Mittlerweile hat Frankreich die Vorgaben der ePrivacy Richtlinie in nationales Recht umgesetzt.

Der Regelung zufolge ist eine generelle Einwilligung zum Setzen von Cookies durch den Browser oder ein anderes Programm möglich. Entgegen der Einschätzung der Artikel-29-Gruppe soll dies auch bereits vor Anzeige des Cookies und den damit verbundenen Informationen möglich sein.

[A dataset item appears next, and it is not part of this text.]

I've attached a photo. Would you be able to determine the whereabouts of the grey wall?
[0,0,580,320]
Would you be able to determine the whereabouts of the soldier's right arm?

Telekommunikationsanbieter sind verpflichtet, die französische Datenaufsichtsbehörde (CNIL) bei Verstößen gegen die Datensicherheit unverzüglich zu unterrichten. Die Betroffenen sind ebenfalls zu unterrichten, wenn die Gefahr besteht, dass personenbezogene Daten betroffen sind. Von der Unterrichtung des Betroffenen kann jedoch abgesehen werden, wenn die CNIL es als gesichert ansieht, dass angemessene Maßnahmen zur Unbrauchbarmachung der kompromittierten Daten getroffen wurden. Weiterhin sind die Anbieter gehalten, ein Verzeichnis über Verstöße gegen die Datensicherheit zu erstellen, welches jederzeit von der CNIL angefordert werden kann. Verstöße gegen die Vorschriften in Bezug auf die Datensicherheit können mit einer bis zu fünfjährigen Haftstrafe und/oder einer Geldstrafe bis zu 300.000 € geahndet werden. Für Unternehmen kann die Geldstrafe verfünffacht werden. (se)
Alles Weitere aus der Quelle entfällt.